Proliferative Vitreoretinopathy (PVR) is a serious complication that develops primarily following surgery to repair a retinal detachment. This condition involves an abnormal, excessive wound-healing response leading to the formation of contractile scar tissue inside the eye. PVR is the most common cause of failure in initially successful retinal detachment surgery, accounting for up to 75% of cases where the retina detaches a second time. This scarring can result in severe, often uncorrectable, vision loss or blindness if left untreated.
Understanding Proliferative Vitreoretinopathy
The development of PVR is rooted in a cellular mechanism triggered by a break in the retina, which allows cells to enter the vitreous cavity. The main culprits are retinal pigment epithelial (RPE) cells, which normally form a single layer beneath the light-sensing photoreceptors. When the retina detaches, these RPE cells are released and begin to migrate and proliferate in an uncontrolled manner.
The RPE cells undergo epithelial-mesenchymal transition, changing their form and function to resemble fibroblasts, which are scar-forming cells. These transformed cells lay down an extracellular matrix, creating fibrotic membranes both on the surface of the retina (epiretinal membranes) and beneath it (subretinal membranes). These membranes are highly contractile.
This contraction exerts a powerful, inward pulling force, or traction, on the delicate neural retina. This force physically pulls the retina away from its underlying support structure, causing a tractional redetachment. This biological process typically occurs weeks to months after the initial event, complicating what was thought to be a successful surgical repair.
Recognizing the Signs and Risk Factors
A patient experiencing the onset of PVR often notices a gradual or sudden deterioration of vision following initial retinal detachment repair. Symptoms include an increase in floaters or flashes of light caused by the contracting membranes pulling on the retina. A shadow or fixed veil may appear in the peripheral vision, indicating a new detachment.
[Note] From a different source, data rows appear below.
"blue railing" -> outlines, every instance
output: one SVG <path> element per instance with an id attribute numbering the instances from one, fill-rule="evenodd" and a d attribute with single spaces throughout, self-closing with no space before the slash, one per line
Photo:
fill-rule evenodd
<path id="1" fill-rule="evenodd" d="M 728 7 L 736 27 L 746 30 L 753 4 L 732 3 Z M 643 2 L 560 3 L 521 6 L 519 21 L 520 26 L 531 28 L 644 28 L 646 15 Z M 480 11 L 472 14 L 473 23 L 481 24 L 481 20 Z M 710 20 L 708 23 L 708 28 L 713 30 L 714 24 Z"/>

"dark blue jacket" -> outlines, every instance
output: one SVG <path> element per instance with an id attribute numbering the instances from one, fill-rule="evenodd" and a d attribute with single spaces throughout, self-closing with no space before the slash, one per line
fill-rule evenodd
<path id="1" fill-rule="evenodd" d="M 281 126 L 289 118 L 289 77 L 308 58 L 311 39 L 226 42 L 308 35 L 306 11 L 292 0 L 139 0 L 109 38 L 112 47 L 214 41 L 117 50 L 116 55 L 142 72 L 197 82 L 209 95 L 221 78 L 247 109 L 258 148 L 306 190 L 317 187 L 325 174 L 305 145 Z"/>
Central vision loss occurs if the macula is involved in the redetachment.
Several factors increase the risk of developing PVR. The severity of the initial retinal detachment is a major predictor, particularly if there are large or multiple retinal tears or if the detachment was present for a long period before surgery. Ocular trauma, such as a severe blow or open globe injury, carries a very high risk, sometimes up to 50% of cases.
Other conditions that increase risk include significant bleeding inside the eye (vitreous hemorrhage), chronic inflammation (uveitis), or having had multiple previous eye surgeries. The majority of PVR cases develop within the first four to eight weeks following the initial retinal detachment surgery.
Surgical Treatment Approaches
Surgical intervention represents the only effective treatment option for PVR, as no approved pharmacological agent exists to prevent or halt the scarring process. The standard approach involves pars plana vitrectomy, where the vitreous gel is removed from the eye’s interior. This allows the surgeon access to the retinal surface.
Once the vitreous is cleared, the surgeon performs membrane peeling using specialized instruments like micro-forceps or diamond-dusted scrapers. This intricate process involves carefully peeling away the contractile epiretinal and subretinal membranes from the surface of the retina to release the traction. Complete removal of this scar tissue is necessary to allow the retina to flatten back into its correct anatomical position.
After the retina is free of traction, it is reattached using a temporary heavy liquid, which gently pushes the retina back onto the underlying tissue. The reattached retina is then secured using laser energy (endolaser photocoagulation) around the tears or detachment borders to create a permanent seal.
Finally, an intraocular tamponade agent is placed inside the eye to provide internal support while the retina heals. The choice is between a long-acting gas (e.g., perfluoropropane) or silicone oil. Silicone oil is often preferred in severe PVR cases because it provides mechanical support for a longer duration, which is necessary to counteract the high potential for scar tissue reformation. The gas eventually dissipates and is replaced by the eye’s natural fluid, but silicone oil requires a second surgical procedure for its removal once the retina is stable.
Prognosis and Managing Recurrence
PVR has a guarded long-term outlook. Despite advanced surgical techniques, visual recovery is often limited due to permanent damage to the photoreceptors caused by prolonged detachment and the scarring itself. The anatomical success rate is typically between 45% and 85% after a single PVR surgery, but the rate of achieving useful vision is lower.
A significant challenge in managing PVR is the high rate of recurrence, where the scar tissue begins to form again after surgery. This is because the underlying inflammatory and cellular processes that caused the initial scarring are not fully eliminated. Recurrence typically manifests within two months of the initial PVR surgery, requiring close and continuous follow-up care.
Patients with PVR frequently require multiple surgical interventions to control the disease and achieve a stable retinal attachment. Long-term management involves monitoring for signs of new traction and utilizing the most effective tamponade agent to maximize the chance of a lasting anatomical and functional result.